The advent of life support technologies in the 1960s and development of a home for them (the intensive care unit, or ICU) has its clinically logical extension in the chronic ICU facility, with floors of beds for dozens or hundreds of comatose bodies maintained on life support).
Applying this technology endlessly, some would say mindlessly, at the end of life has evolved into the standard of care. But by whose definition?
The irony of American culture is that we seem to pay homage to the notion of individuality yet in many matters, especially how we exit this planet, we traipse along like lemmings. Medicine has defined the EOL standard of care. By and large citizens have acquiesced to medicine’s definition, even with survivors from family after family recoiling from their experiences.
My mantra bears repeating: we actually have to do something in order to increase the likelihood of dying in peace. I begin to articulate what it is we must do here and here.
Part of my language assessment is that our experience of treatment does not feel like or equate to care. Yet providers believe that the treatment they offer equals care. Now, we’ll never strip the letters ‘care’ from the healthcare conversation, for evident reason. But we can examine and clarify obfuscating language so as not to lose the first week of a terminal (or any) hospitalization to bewilderment over what is not happening and what is happening.

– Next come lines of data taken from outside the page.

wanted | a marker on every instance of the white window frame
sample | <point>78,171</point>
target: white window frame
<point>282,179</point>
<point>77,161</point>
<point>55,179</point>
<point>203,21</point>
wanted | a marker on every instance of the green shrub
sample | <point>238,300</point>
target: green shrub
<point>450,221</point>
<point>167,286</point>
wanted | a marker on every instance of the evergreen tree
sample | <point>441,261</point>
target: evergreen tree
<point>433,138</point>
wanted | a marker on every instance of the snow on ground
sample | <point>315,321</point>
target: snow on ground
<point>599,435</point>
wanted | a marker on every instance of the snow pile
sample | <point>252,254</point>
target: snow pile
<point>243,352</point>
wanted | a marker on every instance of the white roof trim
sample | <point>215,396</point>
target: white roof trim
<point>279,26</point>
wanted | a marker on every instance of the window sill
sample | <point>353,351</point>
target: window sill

What constitutes the standard of care has been invisible, like the air in a flotation device. The device is nothing without the air, yet we never think or speak in terms of that air, only the floaty. But redefining the standard of care is something we can act on and influence. Because that’s about agreement, and consent or refusal to consent. That’s our personal, social, and legal right. The right to informed consent at end of life is being slowly codified into law. But that’s all about the provider side. What about the citizen side?

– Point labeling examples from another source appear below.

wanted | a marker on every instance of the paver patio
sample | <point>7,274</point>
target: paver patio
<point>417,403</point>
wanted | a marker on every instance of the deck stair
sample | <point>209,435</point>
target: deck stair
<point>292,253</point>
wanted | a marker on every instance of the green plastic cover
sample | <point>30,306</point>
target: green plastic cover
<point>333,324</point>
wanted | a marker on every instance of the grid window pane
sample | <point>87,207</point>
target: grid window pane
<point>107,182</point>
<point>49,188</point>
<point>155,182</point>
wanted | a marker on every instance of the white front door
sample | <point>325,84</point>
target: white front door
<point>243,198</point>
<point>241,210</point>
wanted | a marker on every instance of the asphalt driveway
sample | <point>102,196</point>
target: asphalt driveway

THE missing voice from panel after panel about EOL matters is ours: citizens’. By “citizens” I mean informed citizens; patient-family members who’ve been through the forest and have mapped it. Articulate people who’ve transformed from harmed persons into patient advocates or activists. We have insightful comments to add because we have deeply parsed the kinds of experiences you really do not want your patient-family to have.
We’re out here. Some, like me, have been recognized by the Institute of Healthcare Improvement (IHI), a well-respected non-profit responsible for significant advances inpatient safety. Redefining the standard of care requires more than panels of medical and policy experts with no informed citizen representation.

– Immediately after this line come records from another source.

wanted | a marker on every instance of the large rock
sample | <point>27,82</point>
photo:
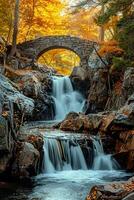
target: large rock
<point>112,191</point>
<point>11,94</point>
<point>34,83</point>
<point>26,163</point>
<point>80,78</point>
<point>128,84</point>
<point>5,136</point>
<point>38,86</point>
<point>81,123</point>
<point>32,136</point>
<point>125,149</point>
<point>6,146</point>
<point>98,93</point>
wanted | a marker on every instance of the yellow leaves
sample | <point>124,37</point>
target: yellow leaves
<point>110,47</point>
<point>82,24</point>
<point>42,17</point>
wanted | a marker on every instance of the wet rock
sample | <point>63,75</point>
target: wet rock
<point>6,145</point>
<point>26,161</point>
<point>38,86</point>
<point>128,84</point>
<point>81,79</point>
<point>12,95</point>
<point>125,149</point>
<point>5,136</point>
<point>44,108</point>
<point>30,84</point>
<point>32,136</point>
<point>81,123</point>
<point>112,191</point>
<point>98,93</point>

Patient advocates bring a different voice to the conversation. I suspect our voice is regarded as scary by panel hosts (if not many panelists) because it necessarily comes from gut level. This implies real feeling, but does not imply craziness. Ours is the voice of passionate clarification, not the dispassionate voice of the clinic or the legislature.
The simple truth is this: including the informed citizens’ voice in every panel discussion is the first step towards redefining the end-of-life standard of care.